Mark Nickens

Personal information
- Born: April 8, 1959 (age 67) Washington, D.C., U.S.
- Listed height: 6 ft 5 in (1.96 m)
- Listed weight: 205 lb (93 kg)

Career information
- High school: Mackin (Washington, D.C.)
- College: TCU (1978–1979); American (1980–1983);
- NBA draft: 1983: 4th round, 88th overall pick
- Drafted by: Milwaukee Bucks
- Position: Shooting guard

Career highlights
- 2× AP Honorable mention All-American (1982, 1983); ECC Co-Player of the Year (1982); 2× First-team All-ECC (1982, 1983);
- Stats at Basketball Reference

= Mark Nickens =

American basketball player

Mark G. Nickens (born April 8, 1959) is an American former basketball player. In college, he competed for TCU and American.

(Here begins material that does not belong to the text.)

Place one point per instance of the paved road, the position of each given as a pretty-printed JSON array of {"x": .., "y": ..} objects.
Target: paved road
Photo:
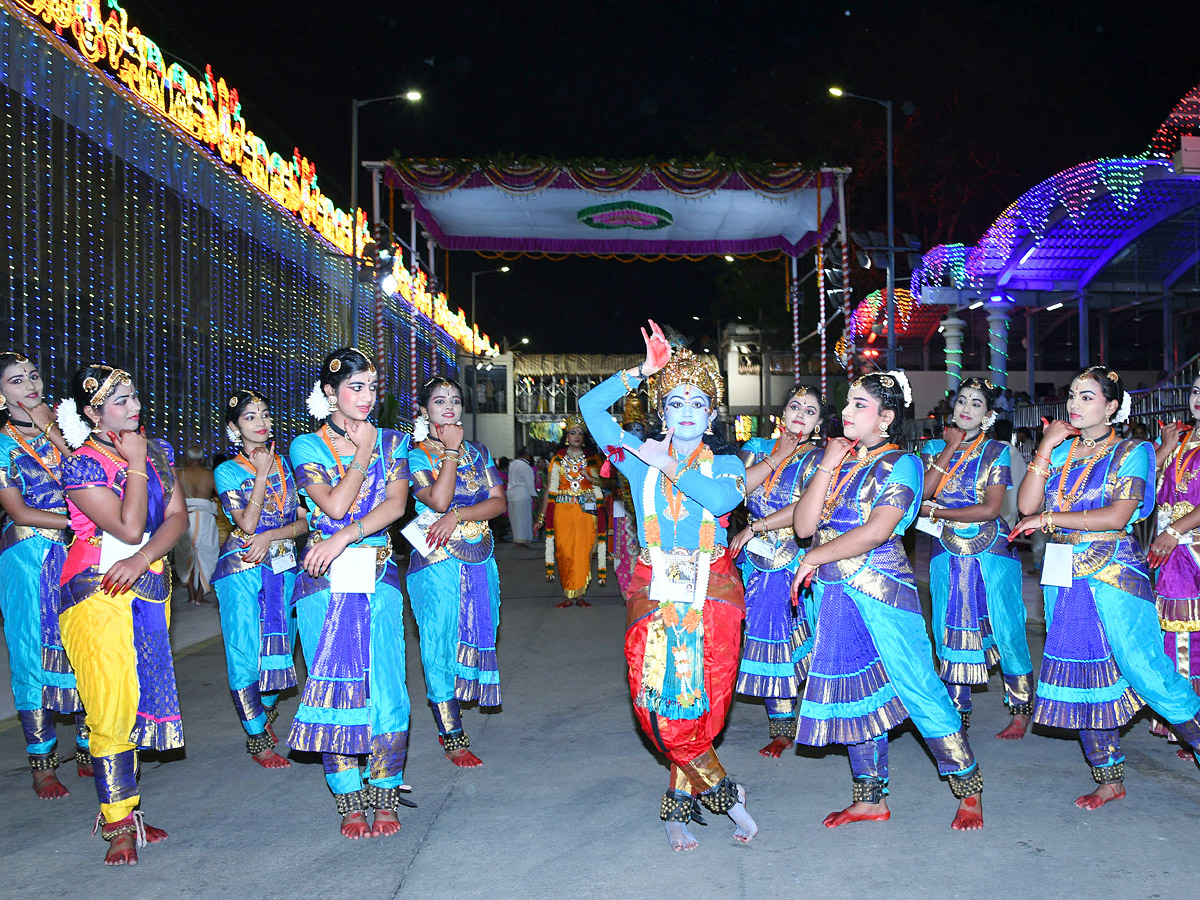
[{"x": 567, "y": 803}]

He was a two-time honorable mention All-American and the co-East Coast Conference Player of the Year in 1982.

==Playing career==
Nickens grew up in Washington, D.C., and attended Mackin High School. In college, he spent his freshman season playing for TCU, appearing in 22 games while averaging 8.9 points per game. The fit was not right, so Nickens transferred to his home city's American University. He had to redshirt a season, then spent his final three years of eligibility playing for the Eagles. Nickens began as the sixth man, but due to an injury to star player Boo Bowers, Nickens was elevated to a starting role and never looked back. In his junior and senior seasons he was named first-team All-East Coast Conference (ECC). As a junior in 1981–82 he averaged 19.2 points, 5.0 rebounds, and 2.5 steals per game while leading American to a 21–9 overall record. Nickens shared the ECC Player of the Year honor with Temple's Granger Hall. Nickens was also named by the Associated Press an honorable mention All-American in both his junior and senior years.

After his collegiate career ended, Nickens was selected in the ensuing 1983 NBA draft by the Milwaukee Bucks in the fourth round (88th overall). He was waived in September prior to the start of the regular season and never appeared in an NBA game.